Note it’s not Customer(Maryam Azar, 3000) (note the single quotes in the returned statement; without the quotes, the name of the customer would be substituted into the string as-is, but the point of repr() is to give the exact call needed to reproduce the object, so name should be in quotes)

examples

Great work! To recap: to format a string with variables, you can either use keyword arguments in .format ('Insert {n} here'.format(n=num)), refer to them by position index explicitly (like 'Insert {0} here'.format(num)) or implicitly (like 'Insert {} here'.format(num)). You can use double quotation marks inside single quotation marks and the way around, but to nest the same set of quotation marks, you need to escape them with a slash like \".

class Employee:
    def __init__(self, name, salary=30000):
        self.name, self.salary = name, salary
            
    # Add the __str__() method
    def __str__(self):

        emp_str = """
        Employee name: {name}
        Employee salary: {salary}
        """.format(name = self.name, \
                   salary = self.salary)
        return emp_str

emp1 = Employee("Amar Howard", 30000)
print(emp1)
emp2 = Employee("Carolyn Ramirez", 35000)
print(emp2)

        Employee name: Amar Howard
        Employee salary: 30000
        

        Employee name: Carolyn Ramirez
        Employee salary: 35000
        
class Employee:
    def __init__(self, name, salary=30000):
        self.name, self.salary = name, salary
      

    def __str__(self):
        s = "Employee name: {name}\nEmployee salary: {salary}".format(name=self.name, salary=self.salary)      
        return s
      
    # Add the __repr__method  
    def __repr__(self):
        return "Employee('{name}', {salary})".format(name = self.name, salary = self.salary)   

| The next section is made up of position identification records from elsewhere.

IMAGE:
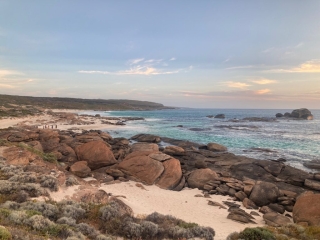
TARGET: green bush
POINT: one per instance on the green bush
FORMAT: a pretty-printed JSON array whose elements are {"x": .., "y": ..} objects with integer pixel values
[
  {"x": 5, "y": 234},
  {"x": 257, "y": 233}
]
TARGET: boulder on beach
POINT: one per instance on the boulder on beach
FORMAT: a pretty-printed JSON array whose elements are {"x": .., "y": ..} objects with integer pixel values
[
  {"x": 146, "y": 138},
  {"x": 264, "y": 193},
  {"x": 307, "y": 209},
  {"x": 198, "y": 178},
  {"x": 80, "y": 169},
  {"x": 172, "y": 174},
  {"x": 141, "y": 146},
  {"x": 96, "y": 154},
  {"x": 215, "y": 147},
  {"x": 142, "y": 167},
  {"x": 174, "y": 150},
  {"x": 313, "y": 164}
]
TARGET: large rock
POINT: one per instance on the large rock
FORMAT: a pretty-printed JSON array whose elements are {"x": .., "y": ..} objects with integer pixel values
[
  {"x": 96, "y": 154},
  {"x": 198, "y": 178},
  {"x": 146, "y": 138},
  {"x": 80, "y": 169},
  {"x": 49, "y": 140},
  {"x": 275, "y": 219},
  {"x": 315, "y": 185},
  {"x": 302, "y": 113},
  {"x": 152, "y": 147},
  {"x": 307, "y": 209},
  {"x": 264, "y": 193},
  {"x": 251, "y": 171},
  {"x": 174, "y": 150},
  {"x": 220, "y": 116},
  {"x": 313, "y": 164},
  {"x": 215, "y": 147},
  {"x": 172, "y": 174},
  {"x": 143, "y": 168}
]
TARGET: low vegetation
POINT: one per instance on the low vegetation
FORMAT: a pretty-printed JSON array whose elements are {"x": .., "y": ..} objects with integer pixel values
[
  {"x": 15, "y": 106},
  {"x": 288, "y": 232}
]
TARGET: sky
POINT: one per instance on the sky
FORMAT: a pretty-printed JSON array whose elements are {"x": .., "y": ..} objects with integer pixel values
[{"x": 183, "y": 53}]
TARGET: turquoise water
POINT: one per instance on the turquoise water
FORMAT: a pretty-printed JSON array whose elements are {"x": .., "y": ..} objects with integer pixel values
[{"x": 296, "y": 141}]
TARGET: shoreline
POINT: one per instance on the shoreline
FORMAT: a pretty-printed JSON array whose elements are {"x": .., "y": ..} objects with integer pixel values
[{"x": 144, "y": 201}]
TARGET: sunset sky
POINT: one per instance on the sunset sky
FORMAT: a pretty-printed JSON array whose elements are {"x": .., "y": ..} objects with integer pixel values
[{"x": 213, "y": 54}]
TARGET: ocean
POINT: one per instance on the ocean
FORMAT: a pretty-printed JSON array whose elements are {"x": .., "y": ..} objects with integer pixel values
[{"x": 296, "y": 141}]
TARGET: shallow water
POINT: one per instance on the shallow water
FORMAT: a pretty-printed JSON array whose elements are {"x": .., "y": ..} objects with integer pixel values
[{"x": 295, "y": 140}]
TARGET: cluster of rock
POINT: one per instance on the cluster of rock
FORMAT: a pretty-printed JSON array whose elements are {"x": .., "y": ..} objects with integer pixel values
[
  {"x": 301, "y": 113},
  {"x": 270, "y": 186},
  {"x": 220, "y": 115}
]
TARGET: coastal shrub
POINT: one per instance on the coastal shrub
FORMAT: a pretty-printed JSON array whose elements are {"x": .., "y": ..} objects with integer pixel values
[
  {"x": 48, "y": 210},
  {"x": 178, "y": 233},
  {"x": 103, "y": 237},
  {"x": 68, "y": 221},
  {"x": 131, "y": 229},
  {"x": 148, "y": 229},
  {"x": 10, "y": 205},
  {"x": 109, "y": 211},
  {"x": 7, "y": 187},
  {"x": 72, "y": 210},
  {"x": 256, "y": 234},
  {"x": 5, "y": 234},
  {"x": 295, "y": 231},
  {"x": 21, "y": 196},
  {"x": 33, "y": 189},
  {"x": 17, "y": 217},
  {"x": 38, "y": 222},
  {"x": 87, "y": 230},
  {"x": 50, "y": 182},
  {"x": 71, "y": 181},
  {"x": 233, "y": 236},
  {"x": 24, "y": 178}
]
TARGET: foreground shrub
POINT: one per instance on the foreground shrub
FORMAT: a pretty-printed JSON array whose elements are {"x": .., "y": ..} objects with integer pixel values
[
  {"x": 71, "y": 180},
  {"x": 50, "y": 182},
  {"x": 257, "y": 233},
  {"x": 5, "y": 234},
  {"x": 72, "y": 210},
  {"x": 295, "y": 231},
  {"x": 110, "y": 211}
]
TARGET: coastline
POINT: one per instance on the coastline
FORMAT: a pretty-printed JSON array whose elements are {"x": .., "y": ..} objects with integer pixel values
[
  {"x": 144, "y": 201},
  {"x": 183, "y": 205}
]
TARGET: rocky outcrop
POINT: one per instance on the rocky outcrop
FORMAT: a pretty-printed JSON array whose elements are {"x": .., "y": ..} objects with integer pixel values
[
  {"x": 198, "y": 178},
  {"x": 146, "y": 138},
  {"x": 138, "y": 147},
  {"x": 307, "y": 209},
  {"x": 96, "y": 154},
  {"x": 174, "y": 151},
  {"x": 264, "y": 193},
  {"x": 143, "y": 168},
  {"x": 80, "y": 169},
  {"x": 302, "y": 113},
  {"x": 313, "y": 164},
  {"x": 215, "y": 147},
  {"x": 275, "y": 219},
  {"x": 172, "y": 174}
]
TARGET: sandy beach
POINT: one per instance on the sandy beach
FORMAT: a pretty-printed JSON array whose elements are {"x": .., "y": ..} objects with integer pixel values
[{"x": 147, "y": 199}]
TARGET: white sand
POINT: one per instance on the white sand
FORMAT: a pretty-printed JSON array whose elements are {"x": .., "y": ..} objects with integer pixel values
[{"x": 183, "y": 205}]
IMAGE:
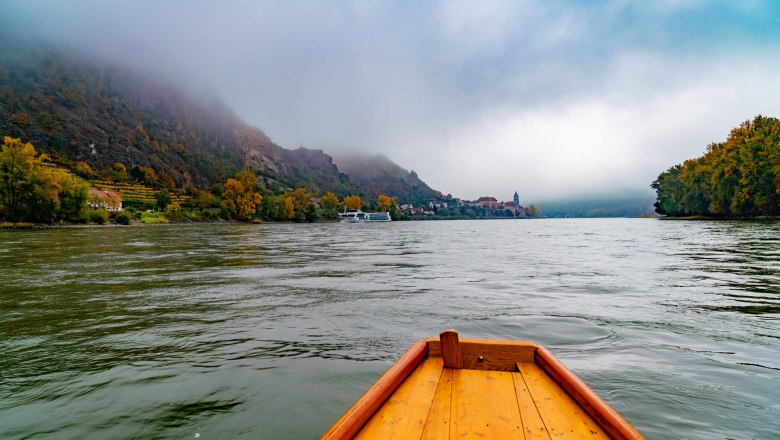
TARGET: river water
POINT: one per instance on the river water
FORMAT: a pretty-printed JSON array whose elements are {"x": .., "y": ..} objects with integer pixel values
[{"x": 271, "y": 331}]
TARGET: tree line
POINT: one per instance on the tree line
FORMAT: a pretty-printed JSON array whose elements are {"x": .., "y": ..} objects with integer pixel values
[
  {"x": 736, "y": 178},
  {"x": 34, "y": 190}
]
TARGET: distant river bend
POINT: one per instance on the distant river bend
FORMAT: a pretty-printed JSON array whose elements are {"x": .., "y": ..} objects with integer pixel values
[{"x": 273, "y": 330}]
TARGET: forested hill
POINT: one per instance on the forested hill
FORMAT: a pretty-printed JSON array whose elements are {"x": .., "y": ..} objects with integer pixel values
[
  {"x": 379, "y": 175},
  {"x": 83, "y": 110},
  {"x": 736, "y": 178}
]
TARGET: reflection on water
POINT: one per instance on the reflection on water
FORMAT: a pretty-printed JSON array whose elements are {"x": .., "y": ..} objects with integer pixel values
[{"x": 271, "y": 331}]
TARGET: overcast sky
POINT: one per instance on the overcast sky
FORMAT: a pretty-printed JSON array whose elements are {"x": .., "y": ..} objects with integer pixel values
[{"x": 552, "y": 99}]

emp1 = Employee("Amar Howard", 30000)
print(repr(emp1))
emp2 = Employee("Carolyn Ramirez", 35000)
print(repr(emp2))
Employee('Amar Howard', 30000)
Employee('Carolyn Ramirez', 35000)

Exceptions

Exceptions/errors raised in execution of code

Often want to prevent the program from terminating when exception raised

  • try - except - finally code
    • wrap the code you’re worried about in a try block
    • then add an except block, followed by name of particular exception you want to handle, and code that should be executed when an exception is raised
      • can have multiple exception blocks
    • finally will run no matter what
try:
    # Try running some code
except ExceptionNameHere:
    # Run this code if ExceptionNameHere happens
except AnotherExceptionHere:
    # Run this code if AnotherExceptionHere happens
finally:
    # Run this code no matter what

Sometimes you want to raise exceptions yourself, such as when some conditions aren’t satisfied - raise, optionally followed by a message in ()

def make_list_of_ones(length):
    if length <= 0:
        raise ValueError("Invalid length!") #<-- Will stop program and raise error

    return [1]*length
#make_list_of_ones(-1) # gives ValueError: Invalid length!

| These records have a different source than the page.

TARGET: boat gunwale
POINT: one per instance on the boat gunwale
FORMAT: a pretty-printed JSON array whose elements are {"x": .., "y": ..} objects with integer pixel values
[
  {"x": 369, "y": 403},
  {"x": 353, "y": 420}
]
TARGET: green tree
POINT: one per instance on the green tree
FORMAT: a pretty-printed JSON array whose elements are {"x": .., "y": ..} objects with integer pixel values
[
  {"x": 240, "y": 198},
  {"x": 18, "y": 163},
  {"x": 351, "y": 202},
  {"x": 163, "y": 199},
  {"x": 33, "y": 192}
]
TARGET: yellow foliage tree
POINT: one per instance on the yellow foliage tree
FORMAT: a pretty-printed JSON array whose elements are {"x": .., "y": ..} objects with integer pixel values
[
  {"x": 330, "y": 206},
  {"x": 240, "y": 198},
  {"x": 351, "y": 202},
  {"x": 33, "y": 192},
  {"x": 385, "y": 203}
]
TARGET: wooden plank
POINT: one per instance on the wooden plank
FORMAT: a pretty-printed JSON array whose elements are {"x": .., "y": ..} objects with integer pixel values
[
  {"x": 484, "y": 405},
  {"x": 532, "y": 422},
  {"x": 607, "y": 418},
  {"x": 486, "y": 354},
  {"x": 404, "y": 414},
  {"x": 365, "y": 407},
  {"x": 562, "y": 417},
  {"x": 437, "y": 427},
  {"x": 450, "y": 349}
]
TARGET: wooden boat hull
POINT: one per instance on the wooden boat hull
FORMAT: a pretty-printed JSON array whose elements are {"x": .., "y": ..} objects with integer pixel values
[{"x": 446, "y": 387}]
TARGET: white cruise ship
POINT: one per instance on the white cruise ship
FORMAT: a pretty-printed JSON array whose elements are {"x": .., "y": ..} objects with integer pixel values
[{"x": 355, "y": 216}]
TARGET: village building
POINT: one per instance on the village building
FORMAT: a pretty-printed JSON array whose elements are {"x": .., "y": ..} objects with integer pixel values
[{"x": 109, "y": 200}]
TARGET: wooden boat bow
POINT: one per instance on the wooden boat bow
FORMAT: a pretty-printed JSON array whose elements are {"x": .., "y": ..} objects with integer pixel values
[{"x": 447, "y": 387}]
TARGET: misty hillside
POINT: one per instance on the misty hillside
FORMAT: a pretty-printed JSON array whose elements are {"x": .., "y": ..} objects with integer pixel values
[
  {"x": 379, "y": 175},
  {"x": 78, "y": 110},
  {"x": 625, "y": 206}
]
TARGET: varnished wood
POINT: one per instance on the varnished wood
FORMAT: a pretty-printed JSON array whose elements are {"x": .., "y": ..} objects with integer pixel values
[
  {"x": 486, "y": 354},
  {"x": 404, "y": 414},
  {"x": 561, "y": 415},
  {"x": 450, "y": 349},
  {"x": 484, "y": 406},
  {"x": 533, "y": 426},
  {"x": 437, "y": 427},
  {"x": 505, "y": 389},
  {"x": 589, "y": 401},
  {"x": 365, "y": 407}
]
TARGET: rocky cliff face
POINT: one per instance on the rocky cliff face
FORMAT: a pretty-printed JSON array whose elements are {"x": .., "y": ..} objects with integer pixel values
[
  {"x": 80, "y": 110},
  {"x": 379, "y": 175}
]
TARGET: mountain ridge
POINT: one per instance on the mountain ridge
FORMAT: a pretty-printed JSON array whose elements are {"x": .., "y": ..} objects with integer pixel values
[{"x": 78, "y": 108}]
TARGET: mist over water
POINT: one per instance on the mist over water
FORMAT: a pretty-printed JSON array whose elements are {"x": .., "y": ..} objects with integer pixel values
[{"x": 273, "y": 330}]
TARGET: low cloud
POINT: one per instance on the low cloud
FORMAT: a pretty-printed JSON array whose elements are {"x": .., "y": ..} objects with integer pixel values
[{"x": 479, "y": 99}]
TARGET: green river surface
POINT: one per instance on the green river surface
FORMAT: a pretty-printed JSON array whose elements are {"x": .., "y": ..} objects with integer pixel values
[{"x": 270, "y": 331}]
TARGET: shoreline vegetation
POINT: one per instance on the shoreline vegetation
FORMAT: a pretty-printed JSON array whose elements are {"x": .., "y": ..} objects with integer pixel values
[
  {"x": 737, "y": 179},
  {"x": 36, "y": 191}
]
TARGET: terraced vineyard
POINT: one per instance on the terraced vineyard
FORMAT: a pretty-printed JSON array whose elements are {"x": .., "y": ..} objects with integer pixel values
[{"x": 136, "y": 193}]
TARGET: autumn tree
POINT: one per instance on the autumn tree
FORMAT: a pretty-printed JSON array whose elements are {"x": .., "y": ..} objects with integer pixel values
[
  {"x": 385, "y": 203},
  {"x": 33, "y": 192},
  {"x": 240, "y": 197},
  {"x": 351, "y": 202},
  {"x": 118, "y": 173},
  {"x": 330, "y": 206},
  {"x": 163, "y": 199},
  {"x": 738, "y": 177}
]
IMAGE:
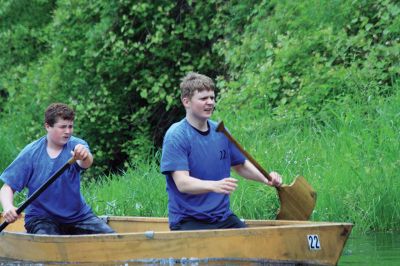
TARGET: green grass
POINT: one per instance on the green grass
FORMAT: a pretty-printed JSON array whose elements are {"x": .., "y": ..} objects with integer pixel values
[{"x": 350, "y": 157}]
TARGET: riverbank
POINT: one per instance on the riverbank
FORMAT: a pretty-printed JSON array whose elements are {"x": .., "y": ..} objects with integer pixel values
[{"x": 350, "y": 158}]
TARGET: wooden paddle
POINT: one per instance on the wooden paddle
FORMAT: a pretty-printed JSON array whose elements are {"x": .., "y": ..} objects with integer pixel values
[
  {"x": 40, "y": 190},
  {"x": 297, "y": 200}
]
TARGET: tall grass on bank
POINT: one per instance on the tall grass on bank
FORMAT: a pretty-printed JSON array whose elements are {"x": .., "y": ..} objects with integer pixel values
[
  {"x": 350, "y": 157},
  {"x": 140, "y": 191},
  {"x": 349, "y": 154}
]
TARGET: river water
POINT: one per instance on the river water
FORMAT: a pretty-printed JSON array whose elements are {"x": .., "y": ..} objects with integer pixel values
[{"x": 372, "y": 249}]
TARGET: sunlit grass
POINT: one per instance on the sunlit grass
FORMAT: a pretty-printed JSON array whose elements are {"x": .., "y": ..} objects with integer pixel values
[{"x": 350, "y": 157}]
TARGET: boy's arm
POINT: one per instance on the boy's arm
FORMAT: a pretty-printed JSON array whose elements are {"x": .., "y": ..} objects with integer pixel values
[
  {"x": 7, "y": 199},
  {"x": 249, "y": 171},
  {"x": 191, "y": 185}
]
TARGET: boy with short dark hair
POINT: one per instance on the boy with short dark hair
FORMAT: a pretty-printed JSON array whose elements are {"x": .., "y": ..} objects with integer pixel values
[
  {"x": 61, "y": 208},
  {"x": 196, "y": 161}
]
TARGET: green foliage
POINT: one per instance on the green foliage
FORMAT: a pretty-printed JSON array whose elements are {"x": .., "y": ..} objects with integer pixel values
[
  {"x": 118, "y": 64},
  {"x": 296, "y": 57}
]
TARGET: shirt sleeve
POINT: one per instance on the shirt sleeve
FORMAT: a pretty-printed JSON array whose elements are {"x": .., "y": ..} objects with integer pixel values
[
  {"x": 17, "y": 174},
  {"x": 174, "y": 153}
]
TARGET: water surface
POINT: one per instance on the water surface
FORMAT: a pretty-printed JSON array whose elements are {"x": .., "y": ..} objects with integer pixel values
[{"x": 372, "y": 249}]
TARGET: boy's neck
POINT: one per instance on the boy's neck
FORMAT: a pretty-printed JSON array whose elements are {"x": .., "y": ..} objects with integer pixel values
[
  {"x": 53, "y": 149},
  {"x": 198, "y": 124}
]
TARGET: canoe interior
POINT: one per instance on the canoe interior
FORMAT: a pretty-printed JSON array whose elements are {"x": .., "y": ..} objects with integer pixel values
[
  {"x": 130, "y": 224},
  {"x": 143, "y": 239}
]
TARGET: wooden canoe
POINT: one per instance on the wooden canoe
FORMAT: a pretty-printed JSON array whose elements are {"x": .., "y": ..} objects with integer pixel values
[{"x": 149, "y": 241}]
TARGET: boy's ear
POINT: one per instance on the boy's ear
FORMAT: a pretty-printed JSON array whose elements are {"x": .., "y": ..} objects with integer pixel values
[{"x": 185, "y": 101}]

In python, exceptions are actually classes inherited from built-in classes BaseException or Exception - https://docs.python.org/3/library/exceptions.html

To define a custom exception, define a class that inherits from Exception class or one of its subclasses, the class itself can be empty, inheritance alone is enough

class BalanceError(Exception): pass
class Customer:
    def __init__(self, name, balance):
        if balance < 0 :
            raise BalanceError("Balance has to be non-negative!")
        else:
            self.name, self.balance = name, balance
#cust = Customer("Larry Tores", -100)

#cust

Note here the constructor terminates, and customer object is not created at all

better than creating object and setting balance to 0 (as above)

customer user can then try if they want (but we, the author of the code don’t decide for them):

try:
    cust = Customer("Larry Tores", -100)

except BalanceError:
    cust = Customer("Larry Tores", 0)

examples

# MODIFY the function to catch exceptions
def invert_at_index(x, ind):
  try:
    return 1/x[ind]
  except ZeroDivisionError:
    print("Cannot divide by zero!")
  except IndexError:
    print("Index out of range!")
 
a = [5,6,0,7]

# Works okay
print(invert_at_index(a, 1))

# Potential ZeroDivisionError
print(invert_at_index(a, 2))

# Potential IndexError
print(invert_at_index(a, 5))
0.16666666666666666
Cannot divide by zero!
None
Index out of range!
None

You don’t have to rely solely on built-in exceptions like IndexError: you can define your own exceptions more specific to your application. You can also define exception hierarchies. All you need to define an exception is a class inherited from the built-in Exception class or one of its subclasses.

In Chapter 1, you defined an Employee class and used print statements and default values to handle errors like creating an employee with a salary below the minimum or giving a raise that is too big. A better way to handle this situation is to use exceptions. Because these errors are specific to our application (unlike, for example, a division by zero error which is universal), it makes sense to use custom exception classes.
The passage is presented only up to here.